A life built on the sands of celebrity can be wrecked by the rains of reverses. A life built on the sands of materialism can be destroyed by the floods of adversity. A life built on the sands of pleasure can be blown down by the winds of disillusionment. Only the life that is built on the rock of character can withstand the tempest of time.
Socrates defined the philosopher as a thorn in the flesh, and nobody is a creative thinker unless continually he has a thorn in his flesh, that is, unless he is disturbed by something. The thick-skinned people do no creative thinking; to them everything is understood; they have no problems; nothing baffles them.
Goodness consists not in the outwards things we do, but in the inward things we are. Don’t compare your goodness with that of other men; compare it with the goodness of the Man of Galilee.
Great men have but a few hours to be “great.” Like the rest of us, they must dress, bathe, and eat. And, being human, they must make visits to dentist, doctor, and barber and have conferences with their wives about domestic matters. What makes men great is their ability to decide what is important, and then focus their attention on that.
Interruptions can be viewed as sources of irritations or opportunities for service, as moments lost of experience gained, as time wasted or horizons widened. They can annoy us or enrich us, get under our skin or give us a shot in the arm, monopolize our minutes or spice our schedules, depending on our attitude toward them.

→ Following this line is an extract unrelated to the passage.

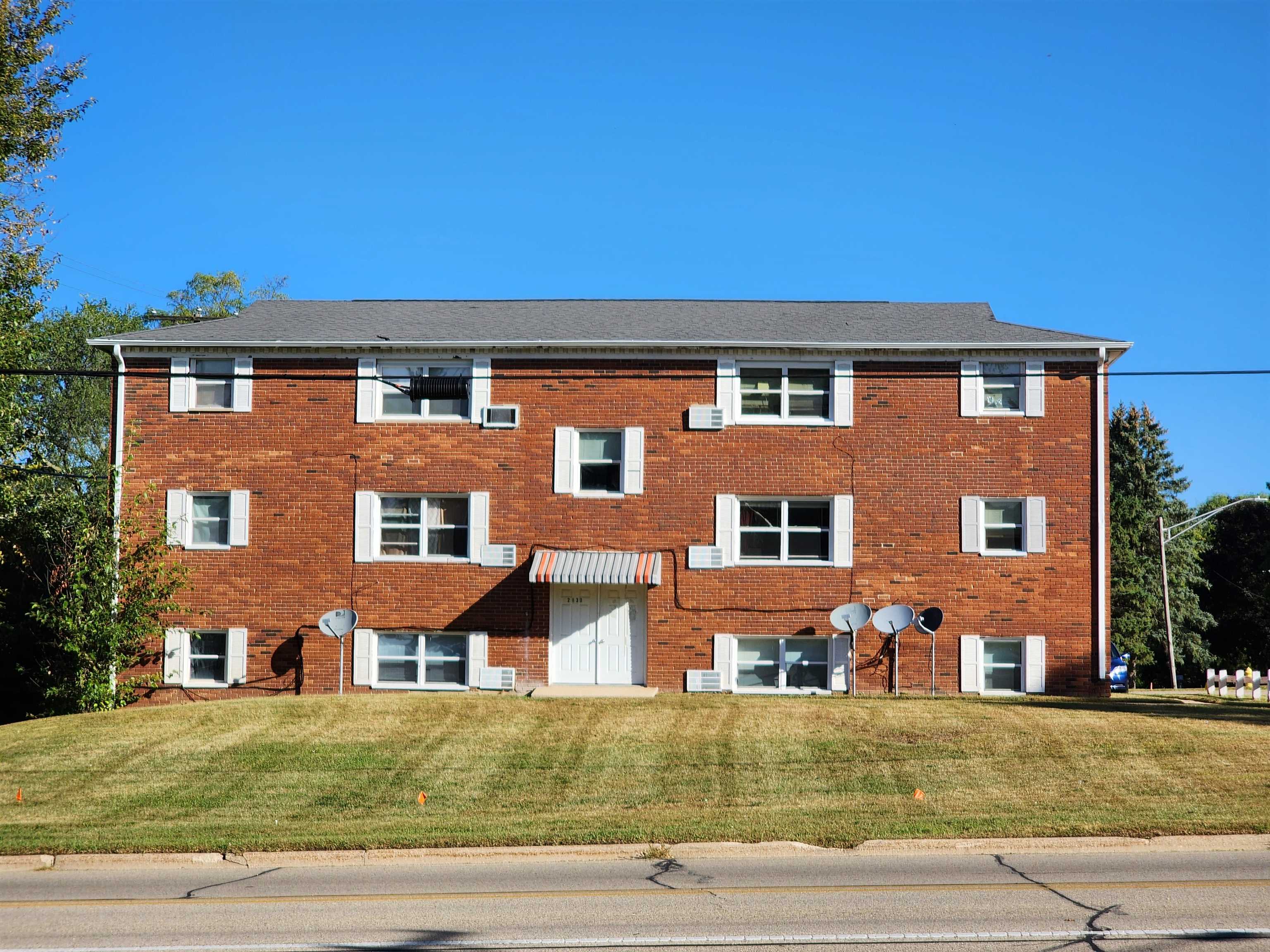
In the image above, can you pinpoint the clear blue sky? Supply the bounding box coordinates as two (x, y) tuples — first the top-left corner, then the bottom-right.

Laughter is to life what salt is to the egg. Shared laughter creates a bond of friendship. When people laugh together, they cease to be young and old, master and pupils, worker and driver. They have become a single group of human beings, enjoying their existence.
Luxury is what excites envy in others, what you waste, not what you consume, the half of anything you throw away, rather than what satisfies you in yourself. It is fairy gold, pie in the sky, toys in the attic. Nobody needs luxury. Or if anybody does, then it is no longer luxury.
Maturity is the ability to do a job whether you’re supervised or not; finish a job once it’s started; carry money without spending it. And last, but not the least, the ability to bear an injustice without wanting to get even.
You shall pass through this world but once. Any good that you can do, or any kindness that you can show any human being, do it now and not deter it. For you shall not pass this way again.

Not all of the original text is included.